There are few people on Earth who do not know the story of the supposedly unsinkable Titanic and how it was struck by an iceberg, off the east coast of Canada, on the night of April 15, 1912.
There are countless books, movies and documentaries about this event.
But although the shipwreck site has been the subject of repeated study since its discovery in 1985, there is still no map that can be considered an official one.
While the bow and stern of the ship are well understood, large areas around the wreckage have only been briefly examined.
Two six-ton remotely operated vehicles (ROVs) are intended to fix that. One will be equipped with an array of ultra-high-resolution optical cameras and a special lighting system; the other will carry a sensor package that includes a lidar (laser) scanner.
Together they will move back and forth across a section of seabed measuring 1.3km x 0.97km.
Evan Kovacs, who is in charge of the imaging program, said his camera system had to have a resolution down to the millimeter.
“If all the weather gods, the computer gods, the ROV gods, the camera gods – if all those gods were on the same page, we would be able to capture the Titanic and the wreck site almost perfectly digitally. You would literally be able to count the grains of sand,” he told BBC News.
There was a lot of anticipation about what the magnetometer on board the ROV sensor could produce. This was a first for Titanic.
This device will detect all metals at the shipwreck site, even materials buried in sediments that are invisible to the naked eye.
“It would be a dream come true to be able to determine what happened to the bow of the Titanic on the seabed,” explains geophysical engineer Alison Proctor.

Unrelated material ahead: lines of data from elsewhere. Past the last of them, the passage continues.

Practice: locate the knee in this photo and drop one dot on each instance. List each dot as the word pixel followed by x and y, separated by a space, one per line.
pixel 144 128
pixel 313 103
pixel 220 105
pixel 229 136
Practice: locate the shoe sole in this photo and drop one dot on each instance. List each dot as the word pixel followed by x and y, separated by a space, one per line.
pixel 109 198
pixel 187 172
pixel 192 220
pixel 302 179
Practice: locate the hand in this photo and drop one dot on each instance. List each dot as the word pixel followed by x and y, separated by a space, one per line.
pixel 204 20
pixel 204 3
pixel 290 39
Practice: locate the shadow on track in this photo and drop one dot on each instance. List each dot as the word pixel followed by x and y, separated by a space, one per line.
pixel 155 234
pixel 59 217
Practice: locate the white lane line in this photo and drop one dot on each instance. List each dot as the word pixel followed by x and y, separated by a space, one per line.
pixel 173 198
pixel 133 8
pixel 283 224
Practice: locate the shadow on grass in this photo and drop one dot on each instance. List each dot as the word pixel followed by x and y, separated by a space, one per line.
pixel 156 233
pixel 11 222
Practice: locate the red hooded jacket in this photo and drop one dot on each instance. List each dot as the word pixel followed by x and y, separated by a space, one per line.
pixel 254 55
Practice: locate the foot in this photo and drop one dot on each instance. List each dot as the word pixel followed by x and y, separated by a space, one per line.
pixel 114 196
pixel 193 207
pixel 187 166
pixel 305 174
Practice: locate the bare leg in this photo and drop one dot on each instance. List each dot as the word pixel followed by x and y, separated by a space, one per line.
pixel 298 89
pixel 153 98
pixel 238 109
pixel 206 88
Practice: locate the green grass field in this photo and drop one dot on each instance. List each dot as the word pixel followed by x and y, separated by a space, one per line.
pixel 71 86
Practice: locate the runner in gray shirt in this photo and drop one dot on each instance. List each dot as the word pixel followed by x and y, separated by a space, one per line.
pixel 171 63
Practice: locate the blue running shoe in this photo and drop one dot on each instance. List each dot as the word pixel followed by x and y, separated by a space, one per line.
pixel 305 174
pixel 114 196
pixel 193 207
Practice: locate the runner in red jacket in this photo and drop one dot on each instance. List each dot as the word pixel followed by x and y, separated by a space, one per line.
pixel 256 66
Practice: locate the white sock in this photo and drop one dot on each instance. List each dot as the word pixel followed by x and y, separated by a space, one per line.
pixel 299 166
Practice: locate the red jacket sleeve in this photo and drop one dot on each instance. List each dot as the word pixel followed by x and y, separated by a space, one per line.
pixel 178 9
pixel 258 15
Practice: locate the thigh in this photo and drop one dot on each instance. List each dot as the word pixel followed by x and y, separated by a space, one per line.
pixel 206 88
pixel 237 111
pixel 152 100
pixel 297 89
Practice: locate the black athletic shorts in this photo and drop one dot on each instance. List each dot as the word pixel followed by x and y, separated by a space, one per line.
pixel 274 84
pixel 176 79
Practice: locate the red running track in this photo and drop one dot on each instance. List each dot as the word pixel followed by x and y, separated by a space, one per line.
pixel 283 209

“Hopefully we can deduce whether the bow was crushed when it hit the seabed, or whether it actually extended all the way down to the intact sediment layer.”

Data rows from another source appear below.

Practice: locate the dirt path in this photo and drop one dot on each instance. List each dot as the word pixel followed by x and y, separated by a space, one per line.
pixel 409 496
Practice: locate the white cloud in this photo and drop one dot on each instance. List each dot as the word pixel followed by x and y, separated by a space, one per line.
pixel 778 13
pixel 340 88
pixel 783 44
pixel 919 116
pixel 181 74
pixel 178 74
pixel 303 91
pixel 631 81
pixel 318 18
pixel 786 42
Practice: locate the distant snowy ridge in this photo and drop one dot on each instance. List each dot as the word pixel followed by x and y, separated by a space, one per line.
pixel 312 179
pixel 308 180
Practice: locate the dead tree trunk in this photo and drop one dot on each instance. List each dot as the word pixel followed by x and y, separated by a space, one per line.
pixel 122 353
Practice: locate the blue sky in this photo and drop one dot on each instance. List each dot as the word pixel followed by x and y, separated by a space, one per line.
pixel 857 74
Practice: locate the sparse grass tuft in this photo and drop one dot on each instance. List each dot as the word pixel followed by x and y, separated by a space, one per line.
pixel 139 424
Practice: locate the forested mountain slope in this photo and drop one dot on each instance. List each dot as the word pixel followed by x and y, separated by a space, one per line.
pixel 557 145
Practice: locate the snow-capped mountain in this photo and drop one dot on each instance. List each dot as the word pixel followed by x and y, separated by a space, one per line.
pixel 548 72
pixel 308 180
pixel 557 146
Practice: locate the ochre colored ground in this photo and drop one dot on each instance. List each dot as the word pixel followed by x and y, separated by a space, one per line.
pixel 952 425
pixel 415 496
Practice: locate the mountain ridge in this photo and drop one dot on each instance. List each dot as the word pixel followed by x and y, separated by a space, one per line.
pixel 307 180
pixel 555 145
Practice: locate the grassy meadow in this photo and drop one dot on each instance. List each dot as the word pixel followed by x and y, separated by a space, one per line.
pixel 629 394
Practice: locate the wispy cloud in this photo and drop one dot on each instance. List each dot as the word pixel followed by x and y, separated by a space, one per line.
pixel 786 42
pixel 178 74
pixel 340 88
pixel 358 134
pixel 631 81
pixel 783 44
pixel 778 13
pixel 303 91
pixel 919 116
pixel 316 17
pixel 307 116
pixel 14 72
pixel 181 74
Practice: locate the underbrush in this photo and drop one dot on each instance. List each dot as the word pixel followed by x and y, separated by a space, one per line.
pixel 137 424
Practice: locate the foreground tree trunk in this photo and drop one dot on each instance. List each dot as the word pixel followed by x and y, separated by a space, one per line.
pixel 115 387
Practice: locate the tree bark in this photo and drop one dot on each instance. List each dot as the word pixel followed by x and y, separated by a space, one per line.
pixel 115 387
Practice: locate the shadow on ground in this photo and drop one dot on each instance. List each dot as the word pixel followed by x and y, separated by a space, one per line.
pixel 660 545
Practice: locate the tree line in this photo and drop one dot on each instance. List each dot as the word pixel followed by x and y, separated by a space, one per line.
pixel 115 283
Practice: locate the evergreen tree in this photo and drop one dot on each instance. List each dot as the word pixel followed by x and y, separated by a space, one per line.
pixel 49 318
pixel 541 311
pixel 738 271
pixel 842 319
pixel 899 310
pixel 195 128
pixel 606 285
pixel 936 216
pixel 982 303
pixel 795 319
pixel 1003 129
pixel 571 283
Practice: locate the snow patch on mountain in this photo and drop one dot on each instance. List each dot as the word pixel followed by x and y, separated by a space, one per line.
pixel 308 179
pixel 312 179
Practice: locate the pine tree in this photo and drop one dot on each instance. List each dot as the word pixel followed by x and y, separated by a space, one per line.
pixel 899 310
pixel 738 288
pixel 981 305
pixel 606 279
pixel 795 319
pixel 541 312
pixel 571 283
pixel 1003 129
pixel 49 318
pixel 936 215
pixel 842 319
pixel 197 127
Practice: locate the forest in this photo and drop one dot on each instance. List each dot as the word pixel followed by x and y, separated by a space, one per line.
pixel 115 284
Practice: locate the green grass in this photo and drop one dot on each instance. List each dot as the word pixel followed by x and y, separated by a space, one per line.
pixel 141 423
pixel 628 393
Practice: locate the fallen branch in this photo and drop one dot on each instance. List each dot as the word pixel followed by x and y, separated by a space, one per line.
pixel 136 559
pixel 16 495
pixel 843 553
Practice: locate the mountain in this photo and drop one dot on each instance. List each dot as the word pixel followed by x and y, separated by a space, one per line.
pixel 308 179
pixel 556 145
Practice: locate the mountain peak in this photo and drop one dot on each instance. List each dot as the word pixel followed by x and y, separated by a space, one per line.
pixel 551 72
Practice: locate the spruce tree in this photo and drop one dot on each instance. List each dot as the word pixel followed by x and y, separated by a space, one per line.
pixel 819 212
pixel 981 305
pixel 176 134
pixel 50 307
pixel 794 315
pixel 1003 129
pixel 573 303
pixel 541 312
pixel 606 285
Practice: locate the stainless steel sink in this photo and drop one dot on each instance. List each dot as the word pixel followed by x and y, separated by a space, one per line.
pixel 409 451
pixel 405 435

The team wanted to examine the condition of some of the famous objects in the wreckage, such as the steamer’s boilers that spilled out when the luxury liner broke in two.

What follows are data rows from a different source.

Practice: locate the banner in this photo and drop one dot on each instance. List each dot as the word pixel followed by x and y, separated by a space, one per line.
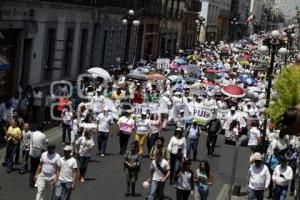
pixel 138 109
pixel 163 63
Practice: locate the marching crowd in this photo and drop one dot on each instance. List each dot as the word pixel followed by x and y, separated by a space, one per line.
pixel 242 125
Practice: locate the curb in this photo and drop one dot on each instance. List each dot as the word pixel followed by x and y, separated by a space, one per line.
pixel 51 134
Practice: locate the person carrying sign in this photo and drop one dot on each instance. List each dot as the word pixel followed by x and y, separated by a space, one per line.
pixel 214 127
pixel 193 133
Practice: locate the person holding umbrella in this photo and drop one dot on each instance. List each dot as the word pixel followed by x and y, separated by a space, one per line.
pixel 132 164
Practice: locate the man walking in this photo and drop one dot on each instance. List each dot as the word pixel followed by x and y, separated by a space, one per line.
pixel 193 133
pixel 282 175
pixel 104 122
pixel 259 178
pixel 47 173
pixel 214 127
pixel 38 144
pixel 67 175
pixel 160 172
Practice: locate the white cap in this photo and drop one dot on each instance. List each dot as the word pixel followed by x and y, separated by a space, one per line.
pixel 105 108
pixel 68 148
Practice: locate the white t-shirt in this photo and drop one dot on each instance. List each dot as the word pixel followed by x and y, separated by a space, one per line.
pixel 67 117
pixel 50 163
pixel 85 146
pixel 176 143
pixel 259 178
pixel 104 122
pixel 287 173
pixel 37 98
pixel 126 124
pixel 158 175
pixel 66 171
pixel 254 134
pixel 38 140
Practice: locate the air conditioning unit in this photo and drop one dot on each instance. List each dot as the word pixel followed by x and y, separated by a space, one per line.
pixel 30 29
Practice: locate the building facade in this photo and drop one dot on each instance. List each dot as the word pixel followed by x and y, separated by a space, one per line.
pixel 217 15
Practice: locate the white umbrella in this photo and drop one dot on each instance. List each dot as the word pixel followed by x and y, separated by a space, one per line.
pixel 100 73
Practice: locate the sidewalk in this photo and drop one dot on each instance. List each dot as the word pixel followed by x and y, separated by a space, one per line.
pixel 243 194
pixel 51 134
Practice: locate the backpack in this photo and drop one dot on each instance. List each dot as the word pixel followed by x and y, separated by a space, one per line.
pixel 214 126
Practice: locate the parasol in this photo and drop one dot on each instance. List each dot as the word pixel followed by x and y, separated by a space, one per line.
pixel 233 91
pixel 155 76
pixel 180 61
pixel 137 76
pixel 99 72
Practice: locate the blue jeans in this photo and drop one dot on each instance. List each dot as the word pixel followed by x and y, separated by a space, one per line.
pixel 280 192
pixel 255 194
pixel 192 145
pixel 102 141
pixel 157 190
pixel 10 152
pixel 151 141
pixel 83 163
pixel 63 190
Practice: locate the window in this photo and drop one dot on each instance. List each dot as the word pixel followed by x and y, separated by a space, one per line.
pixel 83 50
pixel 49 53
pixel 67 61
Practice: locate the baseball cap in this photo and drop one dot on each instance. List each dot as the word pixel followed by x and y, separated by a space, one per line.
pixel 68 148
pixel 257 156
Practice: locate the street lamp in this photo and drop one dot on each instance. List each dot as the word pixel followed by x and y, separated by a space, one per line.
pixel 129 20
pixel 234 23
pixel 199 22
pixel 274 47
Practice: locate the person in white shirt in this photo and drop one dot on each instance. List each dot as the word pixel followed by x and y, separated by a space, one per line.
pixel 142 132
pixel 97 102
pixel 126 126
pixel 104 123
pixel 254 135
pixel 25 146
pixel 38 143
pixel 160 171
pixel 259 178
pixel 47 173
pixel 282 176
pixel 177 149
pixel 85 145
pixel 193 133
pixel 37 103
pixel 66 124
pixel 67 175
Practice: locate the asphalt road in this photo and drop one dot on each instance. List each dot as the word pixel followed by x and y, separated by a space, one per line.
pixel 105 177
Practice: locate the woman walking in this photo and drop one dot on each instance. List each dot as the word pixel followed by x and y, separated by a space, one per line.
pixel 132 167
pixel 203 180
pixel 13 136
pixel 155 126
pixel 126 126
pixel 185 184
pixel 232 134
pixel 85 145
pixel 177 149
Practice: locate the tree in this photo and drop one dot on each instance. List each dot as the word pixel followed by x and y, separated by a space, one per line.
pixel 287 87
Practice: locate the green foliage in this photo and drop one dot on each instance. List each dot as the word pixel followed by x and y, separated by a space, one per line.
pixel 287 86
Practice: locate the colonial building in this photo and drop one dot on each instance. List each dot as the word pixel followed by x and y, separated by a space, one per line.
pixel 189 30
pixel 43 41
pixel 218 17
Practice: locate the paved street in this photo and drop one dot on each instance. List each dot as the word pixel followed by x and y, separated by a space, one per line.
pixel 105 175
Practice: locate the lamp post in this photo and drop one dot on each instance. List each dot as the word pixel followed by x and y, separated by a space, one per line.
pixel 199 22
pixel 234 23
pixel 129 20
pixel 274 47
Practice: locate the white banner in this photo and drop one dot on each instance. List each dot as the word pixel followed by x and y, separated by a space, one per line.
pixel 163 63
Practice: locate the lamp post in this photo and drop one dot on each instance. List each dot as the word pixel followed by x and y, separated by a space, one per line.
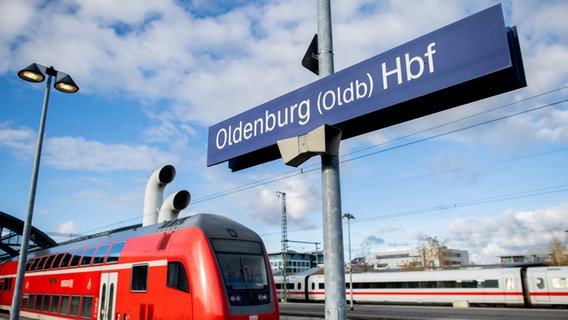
pixel 349 216
pixel 63 82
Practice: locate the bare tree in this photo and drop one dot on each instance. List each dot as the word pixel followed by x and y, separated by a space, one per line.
pixel 433 253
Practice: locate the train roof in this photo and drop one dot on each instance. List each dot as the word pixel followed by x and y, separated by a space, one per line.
pixel 214 226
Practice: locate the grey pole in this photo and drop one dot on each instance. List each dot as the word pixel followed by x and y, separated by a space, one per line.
pixel 16 300
pixel 332 227
pixel 349 216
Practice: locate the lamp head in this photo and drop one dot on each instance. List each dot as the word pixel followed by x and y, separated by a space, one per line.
pixel 65 84
pixel 33 73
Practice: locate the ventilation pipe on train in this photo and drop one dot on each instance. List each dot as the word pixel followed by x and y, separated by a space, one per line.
pixel 154 195
pixel 173 205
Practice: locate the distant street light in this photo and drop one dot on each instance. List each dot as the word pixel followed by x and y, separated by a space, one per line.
pixel 63 82
pixel 349 216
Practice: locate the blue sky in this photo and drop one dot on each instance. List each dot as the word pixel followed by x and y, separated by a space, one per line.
pixel 489 177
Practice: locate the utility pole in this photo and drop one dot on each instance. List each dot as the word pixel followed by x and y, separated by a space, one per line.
pixel 284 245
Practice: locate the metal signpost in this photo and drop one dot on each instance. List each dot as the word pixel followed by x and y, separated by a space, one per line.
pixel 471 59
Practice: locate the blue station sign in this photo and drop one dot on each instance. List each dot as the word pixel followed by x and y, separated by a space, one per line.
pixel 469 60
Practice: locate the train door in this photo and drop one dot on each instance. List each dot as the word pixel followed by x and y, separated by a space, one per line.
pixel 107 296
pixel 540 289
pixel 512 287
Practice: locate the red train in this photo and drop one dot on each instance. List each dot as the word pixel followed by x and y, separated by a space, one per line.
pixel 199 267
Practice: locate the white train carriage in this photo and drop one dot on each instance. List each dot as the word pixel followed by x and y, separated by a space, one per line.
pixel 479 287
pixel 295 287
pixel 547 286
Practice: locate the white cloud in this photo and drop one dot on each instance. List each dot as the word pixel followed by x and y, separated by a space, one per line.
pixel 67 227
pixel 513 232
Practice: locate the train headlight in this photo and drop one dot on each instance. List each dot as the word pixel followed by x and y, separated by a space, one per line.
pixel 236 298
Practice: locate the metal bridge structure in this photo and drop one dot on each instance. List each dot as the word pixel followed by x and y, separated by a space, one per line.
pixel 11 236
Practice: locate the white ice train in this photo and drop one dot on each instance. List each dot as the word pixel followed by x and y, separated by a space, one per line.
pixel 516 286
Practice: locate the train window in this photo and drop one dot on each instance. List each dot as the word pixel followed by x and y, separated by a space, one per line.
pixel 242 264
pixel 100 255
pixel 540 283
pixel 54 304
pixel 29 264
pixel 114 253
pixel 31 302
pixel 64 309
pixel 34 264
pixel 490 284
pixel 25 298
pixel 86 260
pixel 139 281
pixel 57 261
pixel 76 258
pixel 46 302
pixel 87 307
pixel 48 263
pixel 559 283
pixel 6 284
pixel 66 259
pixel 177 277
pixel 40 264
pixel 37 305
pixel 75 304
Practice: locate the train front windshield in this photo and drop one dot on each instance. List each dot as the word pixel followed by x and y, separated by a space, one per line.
pixel 244 270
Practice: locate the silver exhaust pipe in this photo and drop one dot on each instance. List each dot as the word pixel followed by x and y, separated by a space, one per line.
pixel 173 205
pixel 154 195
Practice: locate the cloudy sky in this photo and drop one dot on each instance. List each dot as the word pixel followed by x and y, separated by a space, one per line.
pixel 489 177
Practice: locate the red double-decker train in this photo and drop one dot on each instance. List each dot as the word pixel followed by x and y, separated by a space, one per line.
pixel 199 267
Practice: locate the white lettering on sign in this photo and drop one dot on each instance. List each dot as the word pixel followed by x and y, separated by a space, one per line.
pixel 407 68
pixel 299 112
pixel 409 63
pixel 339 96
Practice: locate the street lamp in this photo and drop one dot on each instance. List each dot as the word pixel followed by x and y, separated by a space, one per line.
pixel 349 216
pixel 63 82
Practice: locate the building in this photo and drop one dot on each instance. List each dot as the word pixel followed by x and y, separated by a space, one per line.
pixel 532 256
pixel 417 259
pixel 296 261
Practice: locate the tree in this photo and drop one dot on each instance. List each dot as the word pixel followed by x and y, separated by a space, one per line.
pixel 557 252
pixel 433 253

There is also a hope of finding items that are said to have been seen on previous visits. These include an electric candlestick, which was a fascinating curiosity at the time, as well as the possibility of a second Steinway grand piano.
The wood surrounding the instrument may have long since rotted away, but the cast iron plate or frame that held the strings is still there, and possibly even some of the frets.
“For me, the passengers’ belongings, especially their handbags, are of the most interest,” said Tomasina Ray, who manages the Titanic collection held by the company.
“It is their belongings – if we can find more in the future – that will help clarify their stories. For many passengers, they were just names on a list, and this is a way to keep them meaningful.”
This will be RMS Titanic Inc’s ninth visit to the wreck site. The company has courted controversy in recent years over its desire to bring back a piece of Marconi radio equipment that transmitted a distress signal on the night the ship sank.
That won’t happen on this expedition, but if and when it does, it will mean retrieving an object from inside the disintegrating ship.
For many, the Titanic is the burial place of the 1,500 people who died that night in 1912 and should not be touched, especially the inside of the ship.
“We understand and embrace that,” said company researcher James Penca.
“We dived to the Titanic to learn as much as we could about it; and as you should with any archaeological site, we did so with the utmost respect. But to leave it alone, to let its passengers and crew disappear from history – that would be the greatest tragedy.”